Section 1 performs at least one more spatiotemporal trick. At the Newcomen Bridge there is a quick shuffling of viewpoints:

      On Newcomen bridge the very reverend John Conmee S.J. of saint Francis Xavier's church, upper Gardiner street, stepped on to an outward bound tram.
      Off an inward bound tram stepped the reverend Nicholas Dudley C. C. of saint Agatha's church, north William street, on to Newcomen bridge.
      At Newcomen bridge Father Conmee stepped into an outward bound tram for he disliked to traverse on foot the dingy way past Mud Island.

No interpolation is involved here: Conmee is boarding a tram at the same instant that Dudley is getting off the same vehicle. But the prose, bristling with parallelisms, flashes from one man to another, and back to the first, in a kind of quick-cut montage seen more often in films than in novels. The narrative sleight of hand realistically approximates the mute social dance that tram stops and bus stops produce: step off, notice a fellow clergyman stepping on, no time to exchange pleasantries, back to one's private thoughts. It manages to suggest, in one tiny detail, the endlessly intersecting journeys conducted on a weekday in a big city. Conmee's starting point is Dudley's terminus: different business is taking them to different destinations.

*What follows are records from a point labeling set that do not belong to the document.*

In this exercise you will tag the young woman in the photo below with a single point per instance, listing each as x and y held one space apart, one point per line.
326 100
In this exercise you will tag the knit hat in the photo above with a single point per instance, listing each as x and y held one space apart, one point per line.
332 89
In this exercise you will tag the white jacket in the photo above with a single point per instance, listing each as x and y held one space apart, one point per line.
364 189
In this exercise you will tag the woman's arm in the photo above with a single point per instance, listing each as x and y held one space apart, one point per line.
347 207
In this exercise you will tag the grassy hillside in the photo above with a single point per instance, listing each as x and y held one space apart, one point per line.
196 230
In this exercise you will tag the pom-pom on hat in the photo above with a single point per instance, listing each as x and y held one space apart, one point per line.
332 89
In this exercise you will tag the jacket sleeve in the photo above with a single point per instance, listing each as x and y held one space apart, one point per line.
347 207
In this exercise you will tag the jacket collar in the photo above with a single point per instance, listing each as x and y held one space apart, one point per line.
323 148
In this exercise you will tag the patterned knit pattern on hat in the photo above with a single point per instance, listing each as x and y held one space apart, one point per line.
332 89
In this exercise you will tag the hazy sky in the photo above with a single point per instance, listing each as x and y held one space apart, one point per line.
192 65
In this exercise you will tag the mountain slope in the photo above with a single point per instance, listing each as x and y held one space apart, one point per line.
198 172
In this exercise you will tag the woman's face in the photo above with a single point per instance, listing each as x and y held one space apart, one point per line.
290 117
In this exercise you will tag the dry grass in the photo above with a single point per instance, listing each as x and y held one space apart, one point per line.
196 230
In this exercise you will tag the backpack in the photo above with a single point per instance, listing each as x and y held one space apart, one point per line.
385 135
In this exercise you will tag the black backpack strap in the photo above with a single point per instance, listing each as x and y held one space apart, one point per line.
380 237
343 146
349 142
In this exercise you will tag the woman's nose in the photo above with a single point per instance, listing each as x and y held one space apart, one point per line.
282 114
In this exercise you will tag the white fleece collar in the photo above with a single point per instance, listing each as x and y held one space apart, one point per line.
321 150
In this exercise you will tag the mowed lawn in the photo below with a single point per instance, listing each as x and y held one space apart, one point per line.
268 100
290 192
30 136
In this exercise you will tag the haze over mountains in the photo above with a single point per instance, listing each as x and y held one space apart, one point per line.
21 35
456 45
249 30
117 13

But this detail also insinuates one final twist: the clergyman's name, Dudley, links him to the Earl of Dudley, the viceroy whose carriage will take him on a southeasterly course through Dublin (rather than southwesterly like his namesake, or northeasterly like Conmee) in section 19. Ecclesiastical and civil authorities, like the Symplegades in the Bosporus, knock against each other once more in this hugely overdetermined chapter.

John Hunt 2019

Bartholomew's 1900 map of Dublin, with Father Conmee's route to the O'Brien Institute superimposed in blue arrows. Source: Pierce, James Joyce's Ireland.